La tecnica è intimamente connessa con la poetica. 

La profondità è cercata nell’impalpabilità del pigmento, steso per velature e continue sottrazioni; cerco una assenza di matericità. Di contro invece, l’assonanza profonda che la mia pittura ha con ciò che è più vaporizzato, come polverizzato. 

La luce è di importanza totale” 6.

In principio, bisogna fare emergere dipingendo.  

Dal nero alla luce. 

“Sotto la superficie di uno specchio nero può farsi vedere qualcosa che altrimenti resterebbe nascosto, di massimamente intimo ed estraneo, il fondo dello sguardo e della coscienza, e il retro grigio – vuoto o pieno? – del mondo.” 7

Ettore Frani usa il parziale discioglimento, la confusione tra immagine e fondo, il suo emergere/sommergersi. Viene da citare, allora, quel processo di rivelazione alla vita che anima e informa tutta l’opera di Bill Viola, con i corpi che si palesano a noi attraverso il velo dell’acqua, il rallentamento della camminata, il superamento di un limite e schermo che è palpabile, tangibile. Partecipiamo dell’apparizione, attraverso il gesto dell’apparire altrui: un gesto semplice, umile come aprire gli occhi, camminare, stringere una mano, abbassare lo sguardo, piangere. Cucire e ricucire: ripetizione, rallentamento, rivelazione. 

Scintille che si espandono Nel lucido buio, per citare i titoli di un’opera singola e di un trittico realizzati da Frani ed esposti in mostra. 

Questi ci chiedono di penetrare nel pulviscolo luminoso di un volto, altrove di accarezzare le opacità di un panno pesante che nasconde oggetti sommersi nel buio che l’inghiotte; ora di nutrire quell’albero che dalla terra s’innalza, pazientemente, dipingendo le misure del cielo con fronde ostinate. 

Dobbiamo cercare le ombre riflesse, le ombre assiepate, le ombre annidate che misurano il tempo e danno la forma al mondo:  

“Forme nate dalla pietra,

altre morte nella pietra.

Ombre prigioniere dell’ombra.

Antichi occhi, antiche luci, geometrie magiche. 

[…]

Pensare una forma estetica,

pensare innanzitutto una forma etica,

resistere nel buio, 

sospesi a un simbolo 

come una goccia 

di rugiada a un filo d’erba” 8.

È il pulviscolare apparire dell’opera di Claudio Parmiggiani. 

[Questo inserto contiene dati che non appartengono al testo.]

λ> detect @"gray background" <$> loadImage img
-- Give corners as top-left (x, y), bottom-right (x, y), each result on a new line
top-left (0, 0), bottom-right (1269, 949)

É di luce il respiro della terra, gli risponde Ettore Frani.

 

3. Il tempo non cola, percola 9.

Nato nel 1978, Frani si colloca in una storia recente della pittura, in quel ritorno all’immagine avviatosi negli anni ’70 e destinato a sottrarsi da una dimensione prevalentemente concettuale, mentale e comportamentale dell’arte; a recuperare tecniche relegate in posizioni marginali, quali appunto pittura e scultura, per restituire loro una rinnovata consapevolezza del valore e della centralità nella ricerca; a volgere lo sguardo al passato, tornando nelle stanze del Museo, in un ideale passaggio da Duchamp a De Chirico 10

Travalicando sovente il confine italiano, per immergersi nelle aree nord europee, da Gerhard Richter ad Anselm Kiefer; ai quali vanno uniti quegli “artisti monaci”, come lo stesso Frani li definisce, accomunati da una totale dedizione, silenzio e rigore: Giorgio Morandi che dipinge le “cose” per dirle una seconda volta, nuove, potenti, cariche di una grazia palpabile allo sguardo; al suo gesto concentrato, umilmente enorme, insindacabile, si confronta il turbamento umbratile di Alberto Giacometti, lo scavo nelle profonde viscere dell’animo umano. 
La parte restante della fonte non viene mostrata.